Sunday, July 30, 2006

[RealEdge] ST : Demand for luxury homes still riding high

>> Back to the article


July 30, 2006

Demand for luxury homes still riding high
Recently launched projects have almost sold out even though some units have topped $3,000 psf

By Fiona Chan

PRICES of luxury homes may be surging to new highs but they are still selling like hot cakes, with recently launched high-end projects almost completely sold out.

City Developments (CDL) has sold about 95 per cent of its Oceanfront @ Sentosa Cove since the 257-unit waterfront condominium was launched two weeks ago, while its ultra-posh St Regis Residences is left with only about 30 of the 100 units released for sale.

Oceanfront is fetching more than $1,400 per sq ft (psf), up about 3 per cent from its original launch price.
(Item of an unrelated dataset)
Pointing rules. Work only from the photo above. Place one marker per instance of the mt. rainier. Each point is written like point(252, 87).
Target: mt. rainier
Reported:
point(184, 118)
The 174-unit St Regis is averaging between $2,600 and $2,700 psf, with some units hitting highs of more than $3,000 psf.

Another CDL project, Residences @ Evelyn in the Newton area, has had more than 70 units taken up out of the 106 units released in late May at an average price of $1,240 psf.

At Keppel Land's 157-unit Ritz Residences on Devonshire Road, which it started selling in April, about 80 per cent of the 117 units released so far have been snapped up at an average price of at least $1,400 psf.

Other luxury projects are expected to come on the market soon, such as Hong Leong Holdings' 85-unit Tate Residences on Claymore Road and CapitaLand's Scotts HighPark next to the Newton MRT station.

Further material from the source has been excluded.